Innenprovision is King!

Bei Besichtigungsterminen werde ich die letzte Zeit immer öfters von Kaufinteressenten gefragt, weshalb sie bei uns keine Maklerprovision zahlen müssen. Das kommt bei potentiellen Käufern immer gut an. Und nicht nur bei unseren Käufern, sondern auch bei den jeweiligen Finanzberatern, wenn es um das Thema Baufinanzierung geht. Hier zwei Beispiele aus der täglichen Praxis:

„Herr Brauer, meine Bankerin hat mir schon vor dem Termin gesagt, dass sie es gut findet, dass Sie das Haus ohne zusätzliche Maklerprovision anbieten.“

„Herr Brauer, ich finde es toll, dass Sie sich vom Verkäufer bezahlen lassen. Weshalb machen die anderen Makler das nicht auch so?“

Die erste Aussage aus Sicht der Bankerin erklärt sich von selbst. Da unsere Vergütung durch den Verkäufer erfolgt, muss keine Maklerprovision von der Bank mitfinanziert werden. Diese Summe kann stattdessen schon für Renovierungskosten eingeplant werden. Die zweite Frage kann ich leider nicht beantworten. „Da müssen Sie die Kollegen fragen“, lautet meine Antwort.

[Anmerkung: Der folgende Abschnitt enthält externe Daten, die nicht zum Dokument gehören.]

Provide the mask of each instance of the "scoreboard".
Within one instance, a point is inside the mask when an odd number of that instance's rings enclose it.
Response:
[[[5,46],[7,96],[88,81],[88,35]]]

Nur wenige Immobilienmakler arbeiten mit der sogenannten Innenprovision. In unserer Region sind wir am Markt die Ausnahme. Wir lassen uns aus Überzeugung generell nur vom Verkäufer vergüten.

Ein Alleinstellungsmerkmal, das aus meiner Sicht unschlagbare Vorteile mit sich bringt.

Das Argument, welches stets gegen die sogenannte Innenprovision genannt wird, dass die Provision ja im Kaufpreis steckt und der Käufer Mehrkosten durch eine höhere Grunderwerbsteuer und Notarkosten zu tragen hätte, lasse ich nicht gelten. Diese Kosten werden bereits im Vorfeld in der Vergütungsvereinbarung mit dem Verkäufer berücksichtigt, bzw. abgezogen. Und ob der Verkäufer uns erst aus dem Erhalt des Kaufpreises oder von seinem Tagesgeldkonto vergütet, macht für uns keinen Unterschied.

Der Käufer zahlt somit nicht mehr wie zuvor. Der Verkäufer hat den Vorteil, dass sich der Verkaufsprozess seiner Immobilie nachweislich beschleunigt.

Betrachten wir das ganze aus einem ganz anderen Standpunkt: Wer verursacht die Vertriebskosten im Wesentlichen? Der Käufer oder der Verkäufer?

Der Käufer hat mit dem Makler vereinfacht dargestellt, 1-2 Besichtigungen, einige Telefonate und den anschließenden Notartermin. Für den Verkäufer hingegen wird in der Regel zunächst eine Wertermittlung durchgeführt, es müssen Akten angelegt, die EDV eingepflegt und Exposés erstellt werden. Darüber hinaus sind bei einer Mehrzahl von Interessenten mehr Besichtigungstermine notwendig, bis eine Immobilie veräußert ist. Daher vertreten wir die Auffassung, dass die Innenprovision nicht nur vorteilhafter für alle Seiten, sondern bei einer preisgerechten Vergütungsgestaltung auch wesentlich fairer ist.

Deshalb schwimmen wir gerne gegen den Strom und behaupten mal: Innenprovision is King! Nur die richtige Umsetzung will gelernt sein.